Michael Chrichton gives a hoot of an interview to the Times of London:
Boy, will the green types be hot under the collar. As Britain sweats over missing its carbon dioxide emission targets, Crichton sends a simple message: chill. And if your heart aches for Third World suffering, divert the "trillions of dollars wasted on Kyoto to the 850m people who don't have clean water, 20,000 of whom die each day".
If you doubt Crichton's research, he offers enough footnotes citing scientific journals to fill a hefty volume of their own. As a Harvard physician and at the age of 22 a visiting anthropology lecturer at Cambridge, he is in nobody's intellectual slipstream. It is not so much that Crichton is being reactionary; rather, his view offends our almost religious veneration of green issues, a faith in mother earth which holds that driving to the bottle bank in a belching 4x4 is a profound act of worship.

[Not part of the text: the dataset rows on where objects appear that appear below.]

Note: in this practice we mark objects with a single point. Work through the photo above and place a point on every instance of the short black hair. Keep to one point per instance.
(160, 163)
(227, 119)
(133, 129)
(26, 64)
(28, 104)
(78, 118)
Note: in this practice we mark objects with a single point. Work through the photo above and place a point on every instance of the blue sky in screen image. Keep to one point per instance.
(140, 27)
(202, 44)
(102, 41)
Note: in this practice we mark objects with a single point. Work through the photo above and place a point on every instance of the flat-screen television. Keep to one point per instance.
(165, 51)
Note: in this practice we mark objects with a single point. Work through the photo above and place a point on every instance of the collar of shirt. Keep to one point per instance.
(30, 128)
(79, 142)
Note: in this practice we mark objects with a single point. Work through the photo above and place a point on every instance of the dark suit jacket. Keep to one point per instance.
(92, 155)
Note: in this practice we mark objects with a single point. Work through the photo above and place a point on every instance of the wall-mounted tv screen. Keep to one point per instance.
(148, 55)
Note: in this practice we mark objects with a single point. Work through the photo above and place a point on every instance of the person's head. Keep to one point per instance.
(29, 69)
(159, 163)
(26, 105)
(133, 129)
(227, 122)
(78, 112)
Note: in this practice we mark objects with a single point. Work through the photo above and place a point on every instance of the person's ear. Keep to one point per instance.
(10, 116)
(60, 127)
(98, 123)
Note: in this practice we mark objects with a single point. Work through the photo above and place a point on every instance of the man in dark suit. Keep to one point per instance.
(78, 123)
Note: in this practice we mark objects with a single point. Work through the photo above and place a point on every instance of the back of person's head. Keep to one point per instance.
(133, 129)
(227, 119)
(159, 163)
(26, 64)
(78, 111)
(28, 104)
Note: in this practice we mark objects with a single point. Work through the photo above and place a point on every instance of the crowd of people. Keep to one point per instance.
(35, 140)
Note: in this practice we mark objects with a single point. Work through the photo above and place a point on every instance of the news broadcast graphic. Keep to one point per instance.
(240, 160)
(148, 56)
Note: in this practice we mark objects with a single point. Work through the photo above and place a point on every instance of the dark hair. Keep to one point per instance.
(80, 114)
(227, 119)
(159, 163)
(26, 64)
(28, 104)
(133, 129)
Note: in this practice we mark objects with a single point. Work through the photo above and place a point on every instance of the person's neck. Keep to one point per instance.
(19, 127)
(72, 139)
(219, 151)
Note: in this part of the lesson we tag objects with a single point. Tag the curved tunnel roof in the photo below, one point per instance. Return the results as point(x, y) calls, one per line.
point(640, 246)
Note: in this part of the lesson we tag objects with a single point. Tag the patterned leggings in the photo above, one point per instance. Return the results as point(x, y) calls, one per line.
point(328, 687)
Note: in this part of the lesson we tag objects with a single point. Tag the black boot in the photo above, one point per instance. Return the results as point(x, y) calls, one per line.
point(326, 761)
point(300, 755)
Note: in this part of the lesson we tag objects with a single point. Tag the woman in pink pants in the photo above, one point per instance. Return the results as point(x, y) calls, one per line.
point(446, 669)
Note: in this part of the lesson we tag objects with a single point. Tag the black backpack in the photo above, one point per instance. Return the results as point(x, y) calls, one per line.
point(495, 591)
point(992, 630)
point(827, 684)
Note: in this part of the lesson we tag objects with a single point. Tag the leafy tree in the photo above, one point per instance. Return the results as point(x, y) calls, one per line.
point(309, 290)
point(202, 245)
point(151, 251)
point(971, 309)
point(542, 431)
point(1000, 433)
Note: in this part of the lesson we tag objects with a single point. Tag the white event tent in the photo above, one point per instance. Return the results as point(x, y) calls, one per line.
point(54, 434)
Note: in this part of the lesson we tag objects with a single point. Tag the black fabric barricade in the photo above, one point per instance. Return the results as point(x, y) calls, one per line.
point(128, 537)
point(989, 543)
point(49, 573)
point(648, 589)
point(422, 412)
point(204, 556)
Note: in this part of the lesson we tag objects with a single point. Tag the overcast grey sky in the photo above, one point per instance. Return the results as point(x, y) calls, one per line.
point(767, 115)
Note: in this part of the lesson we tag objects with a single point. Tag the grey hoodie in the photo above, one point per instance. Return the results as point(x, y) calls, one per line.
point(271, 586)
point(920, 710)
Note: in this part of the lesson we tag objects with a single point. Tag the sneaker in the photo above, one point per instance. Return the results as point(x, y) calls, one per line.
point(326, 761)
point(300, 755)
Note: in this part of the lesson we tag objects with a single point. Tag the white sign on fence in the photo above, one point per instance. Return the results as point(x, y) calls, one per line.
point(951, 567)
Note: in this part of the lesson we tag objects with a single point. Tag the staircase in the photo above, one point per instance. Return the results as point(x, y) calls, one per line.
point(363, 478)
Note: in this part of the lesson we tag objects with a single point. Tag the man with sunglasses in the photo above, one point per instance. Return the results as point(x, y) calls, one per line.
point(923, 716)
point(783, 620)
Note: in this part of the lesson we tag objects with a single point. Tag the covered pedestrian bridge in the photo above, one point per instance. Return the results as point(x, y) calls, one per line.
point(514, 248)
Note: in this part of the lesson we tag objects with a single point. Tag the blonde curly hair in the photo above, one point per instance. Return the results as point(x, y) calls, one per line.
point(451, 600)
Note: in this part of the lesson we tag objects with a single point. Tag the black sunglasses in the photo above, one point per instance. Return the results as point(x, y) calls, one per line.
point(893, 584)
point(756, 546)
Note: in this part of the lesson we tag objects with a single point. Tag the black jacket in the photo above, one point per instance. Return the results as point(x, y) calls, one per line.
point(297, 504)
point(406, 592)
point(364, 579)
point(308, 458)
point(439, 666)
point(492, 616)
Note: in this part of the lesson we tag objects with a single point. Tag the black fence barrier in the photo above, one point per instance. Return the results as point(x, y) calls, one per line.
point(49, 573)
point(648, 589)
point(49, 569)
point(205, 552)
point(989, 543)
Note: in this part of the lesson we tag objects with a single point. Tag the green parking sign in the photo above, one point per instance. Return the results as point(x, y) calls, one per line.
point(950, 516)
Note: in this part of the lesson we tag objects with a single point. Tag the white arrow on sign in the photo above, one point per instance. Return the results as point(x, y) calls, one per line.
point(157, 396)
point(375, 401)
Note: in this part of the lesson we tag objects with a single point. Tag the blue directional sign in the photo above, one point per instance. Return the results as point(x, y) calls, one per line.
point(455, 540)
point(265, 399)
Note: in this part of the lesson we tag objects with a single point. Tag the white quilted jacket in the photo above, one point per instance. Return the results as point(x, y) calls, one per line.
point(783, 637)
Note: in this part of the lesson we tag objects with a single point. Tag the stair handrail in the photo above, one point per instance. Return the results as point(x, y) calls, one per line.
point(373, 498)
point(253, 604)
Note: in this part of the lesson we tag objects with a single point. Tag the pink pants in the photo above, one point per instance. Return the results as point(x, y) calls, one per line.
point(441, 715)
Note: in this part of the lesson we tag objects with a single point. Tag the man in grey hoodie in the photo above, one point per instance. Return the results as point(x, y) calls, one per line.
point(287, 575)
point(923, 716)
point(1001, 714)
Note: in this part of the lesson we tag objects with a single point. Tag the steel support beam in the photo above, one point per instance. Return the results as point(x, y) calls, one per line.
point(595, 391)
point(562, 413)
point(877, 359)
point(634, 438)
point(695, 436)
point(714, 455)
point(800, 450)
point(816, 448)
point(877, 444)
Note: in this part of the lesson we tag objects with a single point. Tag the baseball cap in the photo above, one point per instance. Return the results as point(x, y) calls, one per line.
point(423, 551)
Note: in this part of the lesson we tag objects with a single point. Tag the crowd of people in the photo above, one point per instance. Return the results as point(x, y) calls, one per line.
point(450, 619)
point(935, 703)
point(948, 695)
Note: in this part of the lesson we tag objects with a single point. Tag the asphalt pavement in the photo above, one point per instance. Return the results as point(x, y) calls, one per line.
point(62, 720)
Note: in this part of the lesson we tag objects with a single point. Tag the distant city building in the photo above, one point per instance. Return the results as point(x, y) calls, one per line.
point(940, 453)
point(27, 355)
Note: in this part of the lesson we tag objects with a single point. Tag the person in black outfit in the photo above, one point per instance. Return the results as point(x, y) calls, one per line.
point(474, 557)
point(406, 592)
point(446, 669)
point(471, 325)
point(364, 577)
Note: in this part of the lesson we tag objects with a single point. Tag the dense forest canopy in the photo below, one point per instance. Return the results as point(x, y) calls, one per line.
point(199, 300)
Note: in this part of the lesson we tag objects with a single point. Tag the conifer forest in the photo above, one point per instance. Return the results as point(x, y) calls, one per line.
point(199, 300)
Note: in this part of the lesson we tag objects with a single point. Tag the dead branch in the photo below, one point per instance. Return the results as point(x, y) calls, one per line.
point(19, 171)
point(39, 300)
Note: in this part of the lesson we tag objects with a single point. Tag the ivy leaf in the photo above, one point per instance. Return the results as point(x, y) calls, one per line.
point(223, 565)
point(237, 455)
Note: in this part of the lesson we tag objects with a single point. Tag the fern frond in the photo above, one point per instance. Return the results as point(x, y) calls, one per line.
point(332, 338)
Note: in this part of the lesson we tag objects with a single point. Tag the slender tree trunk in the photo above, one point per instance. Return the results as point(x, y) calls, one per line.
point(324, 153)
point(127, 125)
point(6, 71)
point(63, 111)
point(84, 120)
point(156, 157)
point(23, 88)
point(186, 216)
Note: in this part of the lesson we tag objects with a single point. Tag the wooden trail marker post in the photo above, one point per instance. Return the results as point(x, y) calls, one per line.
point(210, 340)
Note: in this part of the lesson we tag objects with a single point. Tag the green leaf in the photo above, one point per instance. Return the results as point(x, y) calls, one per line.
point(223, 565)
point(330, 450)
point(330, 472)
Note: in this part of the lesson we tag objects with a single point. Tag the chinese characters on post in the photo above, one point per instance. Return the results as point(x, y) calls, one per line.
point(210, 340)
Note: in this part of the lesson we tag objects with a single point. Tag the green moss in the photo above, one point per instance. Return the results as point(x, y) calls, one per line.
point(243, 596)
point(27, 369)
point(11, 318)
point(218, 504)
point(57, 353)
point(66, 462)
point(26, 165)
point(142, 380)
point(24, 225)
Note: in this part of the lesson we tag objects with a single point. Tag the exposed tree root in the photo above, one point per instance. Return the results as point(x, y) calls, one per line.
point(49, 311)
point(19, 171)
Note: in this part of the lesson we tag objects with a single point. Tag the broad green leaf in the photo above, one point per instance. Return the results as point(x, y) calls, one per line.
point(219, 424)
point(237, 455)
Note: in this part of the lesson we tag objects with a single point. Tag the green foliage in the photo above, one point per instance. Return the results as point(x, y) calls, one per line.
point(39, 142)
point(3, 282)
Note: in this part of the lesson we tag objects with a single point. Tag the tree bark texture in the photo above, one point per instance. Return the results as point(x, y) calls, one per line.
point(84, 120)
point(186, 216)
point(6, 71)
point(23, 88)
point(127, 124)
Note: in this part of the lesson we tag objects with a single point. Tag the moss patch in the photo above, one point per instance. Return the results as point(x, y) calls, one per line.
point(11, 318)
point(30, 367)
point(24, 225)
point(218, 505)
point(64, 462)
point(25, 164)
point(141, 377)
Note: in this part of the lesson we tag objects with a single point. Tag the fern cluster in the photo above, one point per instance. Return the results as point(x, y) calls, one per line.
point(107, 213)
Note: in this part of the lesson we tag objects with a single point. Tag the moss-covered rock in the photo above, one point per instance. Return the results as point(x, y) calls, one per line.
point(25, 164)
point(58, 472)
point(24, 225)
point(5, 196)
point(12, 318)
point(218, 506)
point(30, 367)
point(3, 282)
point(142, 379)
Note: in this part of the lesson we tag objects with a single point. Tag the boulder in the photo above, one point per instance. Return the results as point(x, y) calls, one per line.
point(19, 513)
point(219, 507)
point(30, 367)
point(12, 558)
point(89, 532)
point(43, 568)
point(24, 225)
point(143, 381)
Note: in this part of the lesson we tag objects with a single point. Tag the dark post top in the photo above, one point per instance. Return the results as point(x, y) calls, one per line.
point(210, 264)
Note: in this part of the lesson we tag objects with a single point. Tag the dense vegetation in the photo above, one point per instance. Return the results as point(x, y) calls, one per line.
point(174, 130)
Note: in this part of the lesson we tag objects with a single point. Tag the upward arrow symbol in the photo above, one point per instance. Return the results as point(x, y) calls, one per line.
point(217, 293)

Ha. I was having a conversation on a similar subject the other day with someone who is studying the type of "enlightened consumer" who refuses to buy Nike or Gap and living in places like Berkeley, CA. She told me that it was important to these people that they spend their money on products they considered "clean." I countered with the idea that only the well-off or outright rich can engage in such a luxury. After all, hemp t-shirts cost as much as three or four times a Gap t-shirt.
I'm all for being a more aware consumer and holding polluters accountable. Often, however, those trying to institute change rely on junk science and high-priced guilt.